Vote for things that price externalities

Avoid the tragedy of the commons: put a price on carbon emissions, packaging waste, miles driven, etc. Anything that has a diffuse negative impact that nobody pays for must be priced by a government-mandated market.


Vote to fund infrastructure

Due to Prop 13, San Francisco’s (and California’s) infrastructure is dramatically under-funded. We need to fix our roads, transit, bike lanes, rail roads, sewer, electricity, etc, etc. Let’s pay for it!

Liberate Set-Asides

Vote to liberate funds from budget set-asides, to be useful for other purposes

We wish this category showed up more often, but it’s extremely rare. Any time a budget set-aside is up for repeal, VOTE YES. Let the legislature control budgeting!

New Taxes

Generally prefer to vote for new taxes, preferably without a set-aside

Due to Prop 13, Californians must vote on all new taxes. This was part of the “taxpayer revolt” led by Howard Jarvis in the 1970s. It was designed to limit new taxes by forcing all new taxes to go to a popular vote. The analysis of Prop 13 at the time was telling: it predicted massive shortfalls in public funding for schools and local governments. Indeed, this prediction came true. It’s one of the reasons that the University of California system is no longer free, and why our primary education system is so bad.

We prefer to vote for new taxes because in a healthier democracy these taxes would be imposed by the legislature. By the time the tax makes it to the ballot, it already has support from lawmakers and we should respect that process by having a strong bias in favor of the new taxes.

When we say “preferably without a set-aside,” we mean that we prefer new taxes to go to the general fund. Public money in the general fund can be appropriated during the regular budgeting process and can thus be directed towards whatever is pressing. Budget set-asides, in contrast, are reserved for the particular cause and cannot be used if the city experiences a budget shortfall. During the next recession, for example, we will be forced to spend tax money on trees and arts subsidies instead of school children and infrastructure.
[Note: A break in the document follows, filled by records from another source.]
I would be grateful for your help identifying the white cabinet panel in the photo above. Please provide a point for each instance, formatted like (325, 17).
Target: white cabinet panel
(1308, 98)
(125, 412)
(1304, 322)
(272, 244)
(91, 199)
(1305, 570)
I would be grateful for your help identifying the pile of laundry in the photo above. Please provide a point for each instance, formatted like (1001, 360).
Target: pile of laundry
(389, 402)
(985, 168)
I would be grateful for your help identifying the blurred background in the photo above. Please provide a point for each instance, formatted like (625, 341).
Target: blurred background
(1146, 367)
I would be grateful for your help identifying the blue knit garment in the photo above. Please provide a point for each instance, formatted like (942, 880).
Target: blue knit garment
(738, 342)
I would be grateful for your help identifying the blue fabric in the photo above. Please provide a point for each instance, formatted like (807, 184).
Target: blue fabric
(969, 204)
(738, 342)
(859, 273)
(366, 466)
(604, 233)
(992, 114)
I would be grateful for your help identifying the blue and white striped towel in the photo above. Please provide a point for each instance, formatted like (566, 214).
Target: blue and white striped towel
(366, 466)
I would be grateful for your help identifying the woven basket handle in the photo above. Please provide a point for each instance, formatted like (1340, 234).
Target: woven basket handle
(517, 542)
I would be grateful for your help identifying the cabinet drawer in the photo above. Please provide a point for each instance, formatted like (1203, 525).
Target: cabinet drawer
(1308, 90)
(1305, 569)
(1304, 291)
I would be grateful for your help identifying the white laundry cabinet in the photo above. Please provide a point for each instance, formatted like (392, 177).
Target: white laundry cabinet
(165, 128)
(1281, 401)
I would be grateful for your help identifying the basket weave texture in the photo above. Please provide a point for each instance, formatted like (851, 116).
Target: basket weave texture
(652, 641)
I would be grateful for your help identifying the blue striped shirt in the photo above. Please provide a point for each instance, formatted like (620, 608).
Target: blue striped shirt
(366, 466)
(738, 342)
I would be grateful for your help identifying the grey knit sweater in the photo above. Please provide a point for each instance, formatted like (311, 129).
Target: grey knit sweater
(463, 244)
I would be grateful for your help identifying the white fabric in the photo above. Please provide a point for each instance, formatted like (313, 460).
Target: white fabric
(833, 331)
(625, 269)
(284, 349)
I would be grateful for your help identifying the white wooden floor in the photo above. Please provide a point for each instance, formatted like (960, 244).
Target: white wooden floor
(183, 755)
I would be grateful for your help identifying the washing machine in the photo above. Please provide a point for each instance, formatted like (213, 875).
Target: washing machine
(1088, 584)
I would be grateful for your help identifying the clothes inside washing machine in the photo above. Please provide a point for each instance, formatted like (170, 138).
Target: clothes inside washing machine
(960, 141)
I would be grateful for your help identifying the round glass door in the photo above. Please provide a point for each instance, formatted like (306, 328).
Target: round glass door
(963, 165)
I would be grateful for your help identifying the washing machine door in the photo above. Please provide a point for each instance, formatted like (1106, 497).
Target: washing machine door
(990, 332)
Generally vote against budget set-asides, which limit the ability of representatives to budget effectively

Closely related to, but this doesn’t implement any new taxes. There’s literally no reason a prop like this ever needs to be on the ballot. The legislature (or Board of Supervisors) already has the ability to fund programs during the budgeting process. When you see something like this, it means they found a way to fund a pet project using language they believe voters will like. We’ll be stuck with that decision in the next recession because this can only be changed with another popular vote.